Rugby began outside of Sydney first in Queensland in 1876, [16] with the first inter-colonial match being played in Sydney in 1882. During these years the rugby that was played, was administered by the Queensland Football Association, which was the organisation administering principally the Melbourne Rules football code. Primarily due to the poor treatment rugby received by the QFA, a new organisation to oversee rugby was founded at a meeting held on 2 November 1883 at the Exchange Hotel in Brisbane. This organisation was formally constituted a decade later in 1893, as the Queensland Rugby Union.

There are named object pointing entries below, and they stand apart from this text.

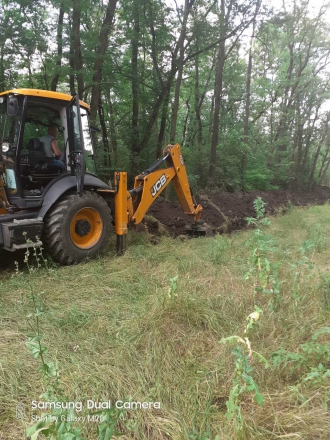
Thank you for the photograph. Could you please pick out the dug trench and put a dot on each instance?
(226, 212)
(222, 213)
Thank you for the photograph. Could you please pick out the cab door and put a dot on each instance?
(76, 143)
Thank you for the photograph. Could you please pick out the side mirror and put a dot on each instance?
(12, 105)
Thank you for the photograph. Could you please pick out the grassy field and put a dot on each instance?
(147, 327)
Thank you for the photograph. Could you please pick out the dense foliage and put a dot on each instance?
(242, 87)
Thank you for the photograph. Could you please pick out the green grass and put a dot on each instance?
(116, 334)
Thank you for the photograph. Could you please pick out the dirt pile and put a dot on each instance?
(226, 212)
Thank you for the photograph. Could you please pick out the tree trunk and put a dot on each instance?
(248, 95)
(217, 93)
(180, 46)
(106, 147)
(78, 65)
(135, 146)
(100, 52)
(59, 49)
(161, 135)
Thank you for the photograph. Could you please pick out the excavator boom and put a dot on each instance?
(131, 206)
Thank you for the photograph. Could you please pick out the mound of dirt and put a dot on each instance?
(226, 212)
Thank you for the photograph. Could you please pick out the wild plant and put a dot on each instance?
(243, 382)
(264, 272)
(56, 424)
(298, 268)
(311, 359)
(173, 287)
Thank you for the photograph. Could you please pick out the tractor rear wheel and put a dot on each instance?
(77, 227)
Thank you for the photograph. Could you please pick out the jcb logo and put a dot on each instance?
(158, 185)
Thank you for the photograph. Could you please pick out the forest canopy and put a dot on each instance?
(242, 87)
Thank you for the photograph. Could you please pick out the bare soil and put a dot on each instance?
(227, 212)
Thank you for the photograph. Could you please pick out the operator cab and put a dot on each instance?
(25, 117)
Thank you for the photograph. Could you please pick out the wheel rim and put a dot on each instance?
(86, 228)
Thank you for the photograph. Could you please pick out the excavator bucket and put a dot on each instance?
(199, 229)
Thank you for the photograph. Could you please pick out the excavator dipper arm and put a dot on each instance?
(131, 206)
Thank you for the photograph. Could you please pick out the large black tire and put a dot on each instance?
(77, 228)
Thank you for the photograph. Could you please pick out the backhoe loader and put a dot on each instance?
(62, 204)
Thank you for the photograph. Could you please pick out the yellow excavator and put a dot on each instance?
(62, 204)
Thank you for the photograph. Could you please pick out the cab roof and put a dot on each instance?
(44, 94)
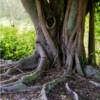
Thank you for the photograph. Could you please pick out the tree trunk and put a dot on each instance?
(59, 28)
(91, 45)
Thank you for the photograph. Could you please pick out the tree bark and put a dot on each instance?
(91, 44)
(59, 28)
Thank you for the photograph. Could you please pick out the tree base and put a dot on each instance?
(51, 82)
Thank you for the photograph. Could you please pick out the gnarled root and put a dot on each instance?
(73, 94)
(50, 85)
(20, 66)
(27, 80)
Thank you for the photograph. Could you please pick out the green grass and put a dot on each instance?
(15, 44)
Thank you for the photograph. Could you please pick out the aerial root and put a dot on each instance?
(72, 93)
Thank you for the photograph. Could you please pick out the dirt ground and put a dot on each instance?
(80, 85)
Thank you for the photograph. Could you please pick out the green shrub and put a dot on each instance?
(15, 44)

The first rugby union club to be established in Australia was Sydney University's in 1863. [17] A decade after the first club was formed, a body called the Southern Rugby Union was formed as a result of a meeting at the Oxford Hotel in Sydney, [18] a Sydney competition was established, which was administered from the England Rugby headquarters at Twickenham [ citation needed ]. The first competition commenced the following year in 1865 with 6 teams.

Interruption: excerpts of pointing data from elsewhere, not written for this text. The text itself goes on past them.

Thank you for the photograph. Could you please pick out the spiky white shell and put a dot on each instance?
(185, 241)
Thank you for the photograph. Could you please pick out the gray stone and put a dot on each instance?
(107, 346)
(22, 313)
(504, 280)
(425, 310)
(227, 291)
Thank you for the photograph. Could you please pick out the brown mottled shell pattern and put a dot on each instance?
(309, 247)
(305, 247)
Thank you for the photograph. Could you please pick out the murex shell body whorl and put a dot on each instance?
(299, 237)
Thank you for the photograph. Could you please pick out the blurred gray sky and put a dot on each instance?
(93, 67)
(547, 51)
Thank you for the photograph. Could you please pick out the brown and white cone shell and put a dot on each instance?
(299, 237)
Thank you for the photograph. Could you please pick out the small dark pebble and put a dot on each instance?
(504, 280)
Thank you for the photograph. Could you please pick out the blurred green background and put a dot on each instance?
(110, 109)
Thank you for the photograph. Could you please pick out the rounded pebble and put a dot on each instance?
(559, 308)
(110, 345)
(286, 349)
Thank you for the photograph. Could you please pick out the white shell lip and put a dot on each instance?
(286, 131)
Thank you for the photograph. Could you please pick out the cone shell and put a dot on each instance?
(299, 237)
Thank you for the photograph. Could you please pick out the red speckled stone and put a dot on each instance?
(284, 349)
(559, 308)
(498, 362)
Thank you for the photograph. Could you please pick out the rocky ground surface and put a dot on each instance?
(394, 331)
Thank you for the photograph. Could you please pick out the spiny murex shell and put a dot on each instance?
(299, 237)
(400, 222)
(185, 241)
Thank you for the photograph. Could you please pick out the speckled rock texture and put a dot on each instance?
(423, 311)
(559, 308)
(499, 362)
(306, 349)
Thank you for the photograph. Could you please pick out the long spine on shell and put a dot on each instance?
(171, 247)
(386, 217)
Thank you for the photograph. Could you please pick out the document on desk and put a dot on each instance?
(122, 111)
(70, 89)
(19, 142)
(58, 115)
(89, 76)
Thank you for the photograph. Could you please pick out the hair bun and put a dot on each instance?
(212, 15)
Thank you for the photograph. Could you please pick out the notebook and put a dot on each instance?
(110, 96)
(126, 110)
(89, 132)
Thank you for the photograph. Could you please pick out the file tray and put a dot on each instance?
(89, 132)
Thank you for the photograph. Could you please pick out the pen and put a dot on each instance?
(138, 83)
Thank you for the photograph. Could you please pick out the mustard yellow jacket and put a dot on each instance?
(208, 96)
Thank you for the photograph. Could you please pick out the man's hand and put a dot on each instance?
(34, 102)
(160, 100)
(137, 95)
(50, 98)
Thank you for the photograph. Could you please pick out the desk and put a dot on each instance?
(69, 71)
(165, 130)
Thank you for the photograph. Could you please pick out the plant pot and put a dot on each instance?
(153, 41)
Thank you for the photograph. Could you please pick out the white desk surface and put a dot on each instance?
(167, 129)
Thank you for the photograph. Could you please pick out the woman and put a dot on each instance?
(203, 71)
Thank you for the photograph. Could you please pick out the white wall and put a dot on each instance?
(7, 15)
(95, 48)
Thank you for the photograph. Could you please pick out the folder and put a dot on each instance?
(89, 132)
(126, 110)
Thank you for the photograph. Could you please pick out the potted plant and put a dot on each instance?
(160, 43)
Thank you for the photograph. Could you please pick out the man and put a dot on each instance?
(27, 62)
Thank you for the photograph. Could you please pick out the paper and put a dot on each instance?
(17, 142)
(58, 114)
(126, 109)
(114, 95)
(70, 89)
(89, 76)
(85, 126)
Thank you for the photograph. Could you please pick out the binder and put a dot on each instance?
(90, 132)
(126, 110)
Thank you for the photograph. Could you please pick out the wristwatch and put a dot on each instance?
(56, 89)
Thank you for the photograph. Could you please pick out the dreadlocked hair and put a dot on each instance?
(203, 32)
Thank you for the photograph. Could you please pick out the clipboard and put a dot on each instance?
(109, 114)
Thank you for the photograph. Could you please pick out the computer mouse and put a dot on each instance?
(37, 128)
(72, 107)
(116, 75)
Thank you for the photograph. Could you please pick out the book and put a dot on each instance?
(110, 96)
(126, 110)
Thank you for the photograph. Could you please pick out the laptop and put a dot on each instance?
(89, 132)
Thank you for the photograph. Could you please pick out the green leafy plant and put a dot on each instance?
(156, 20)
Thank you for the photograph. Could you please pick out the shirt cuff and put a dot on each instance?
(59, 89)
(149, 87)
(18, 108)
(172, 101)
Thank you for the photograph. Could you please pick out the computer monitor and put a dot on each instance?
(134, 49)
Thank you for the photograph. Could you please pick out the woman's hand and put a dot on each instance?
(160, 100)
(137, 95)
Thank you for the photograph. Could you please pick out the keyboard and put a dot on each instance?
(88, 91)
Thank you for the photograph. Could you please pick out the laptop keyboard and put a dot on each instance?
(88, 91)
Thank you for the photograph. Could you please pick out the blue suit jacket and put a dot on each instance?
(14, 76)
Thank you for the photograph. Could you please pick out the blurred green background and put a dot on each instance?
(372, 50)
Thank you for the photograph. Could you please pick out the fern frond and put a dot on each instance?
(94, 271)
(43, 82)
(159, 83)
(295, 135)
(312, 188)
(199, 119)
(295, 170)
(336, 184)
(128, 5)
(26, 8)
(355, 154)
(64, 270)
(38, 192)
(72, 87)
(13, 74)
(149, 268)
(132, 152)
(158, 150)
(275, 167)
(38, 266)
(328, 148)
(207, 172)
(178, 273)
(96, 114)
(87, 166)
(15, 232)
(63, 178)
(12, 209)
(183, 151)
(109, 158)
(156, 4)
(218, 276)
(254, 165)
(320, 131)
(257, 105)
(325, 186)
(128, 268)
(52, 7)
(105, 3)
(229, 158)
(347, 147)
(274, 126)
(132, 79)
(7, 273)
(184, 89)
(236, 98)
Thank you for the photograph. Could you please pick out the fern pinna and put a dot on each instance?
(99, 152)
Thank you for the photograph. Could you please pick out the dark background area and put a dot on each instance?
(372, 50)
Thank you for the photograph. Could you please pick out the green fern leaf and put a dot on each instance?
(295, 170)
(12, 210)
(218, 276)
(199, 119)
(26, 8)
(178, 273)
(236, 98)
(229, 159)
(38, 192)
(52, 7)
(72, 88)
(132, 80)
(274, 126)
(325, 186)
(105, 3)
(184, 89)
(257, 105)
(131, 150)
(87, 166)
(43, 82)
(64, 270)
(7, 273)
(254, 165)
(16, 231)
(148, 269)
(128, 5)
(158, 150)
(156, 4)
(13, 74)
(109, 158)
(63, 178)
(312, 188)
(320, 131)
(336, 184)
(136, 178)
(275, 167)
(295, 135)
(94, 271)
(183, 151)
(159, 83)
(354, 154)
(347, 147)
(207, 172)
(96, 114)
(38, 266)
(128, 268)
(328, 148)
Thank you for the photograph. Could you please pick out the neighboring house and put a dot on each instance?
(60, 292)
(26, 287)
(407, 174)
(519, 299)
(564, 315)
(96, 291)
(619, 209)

The 'Waratah' Rugby Club invited Australian rules football club, the Carlton Football Club to play two matches, one under rugby rules and one under Australian rules. [19] On Saturday 23 June, 3,000 spectators watched Waratah beat Carlton at rugby at the Albert Cricket Ground in Redfern. [19] In the return leg, Carlton defeated Waratah under Australian rules. [19] A week later over 100 footballers formed the New South Wales Football Association (NSWFA) to play the Australian game. [19] With its origins, image and administration anchored in England, supporters of rugby saw the code as a symbol and reminder of their Englishness. [20]
The first inter-colonial game occurred in 1882, when players from the four Queensland clubs (who played both rugby and Australian rules football) travelled to NSW. NSW won by 28 points to 4 at the Sydney Cricket Ground in front of 4,000 spectators.
On 2 November, in 1883, the Northern Rugby Union was formed as the rugby body in Queensland after a meeting at the Exchange Hotel. As a result of the formation of the new body, several prominent GPS schools took up rugby as opposed to Melbourne Rules. That same year, the Southern Rugby Union undertook its inaugural tour of New Zealand, the following year, a New Zealand party travelled to Australia and the first club competition was held in Queensland. In 1888 the Melbourne Rugby Union was formed in Victoria. In 1892, the rugby bodies in Australia dropped Southern and Northern from their titles, adopting New South Wales and Queensland respectively. That year also saw the first British and Irish Lions tour take place, and although unsanctioned by official bodies in Europe, the 21-man squad travelled to both Australia and New Zealand.
In 1893, Frank Ivory was the first Indigenous Australian to play representative rugby union (for Queensland)
In 1899, the national team of Australia played their first match. The Hospital's Cup became an annual competition in Queensland.
By the time England's new "Northern Union game" arrived in Australia it was fundamentally different from rugby union, with lineouts, rucks and two players from each team having already been removed, and the play-the-ball introduced. [21]
In 1907, the schism that more than a decade earlier, had torn the Northern Rugby Football Union from the Rugby Football Union, arrived on Australia's doorstep. Rugby union's amateur high ideals, irked the working class rugby players who sought compensation for time away from work. A meeting took place at Bateman's Crystal Hotel in Sydney on 8 August 1907, where a resolution was made to form the New South Wales Rugby Football League. They played their first season in 1908.
Such was the impact of the arrival of rugby league, that in 1908, when the touring Wallabies team returned from England, eleven of the players joined rugby league teams. [8] By 1910 rugby league had overtaken rugby union in popularity.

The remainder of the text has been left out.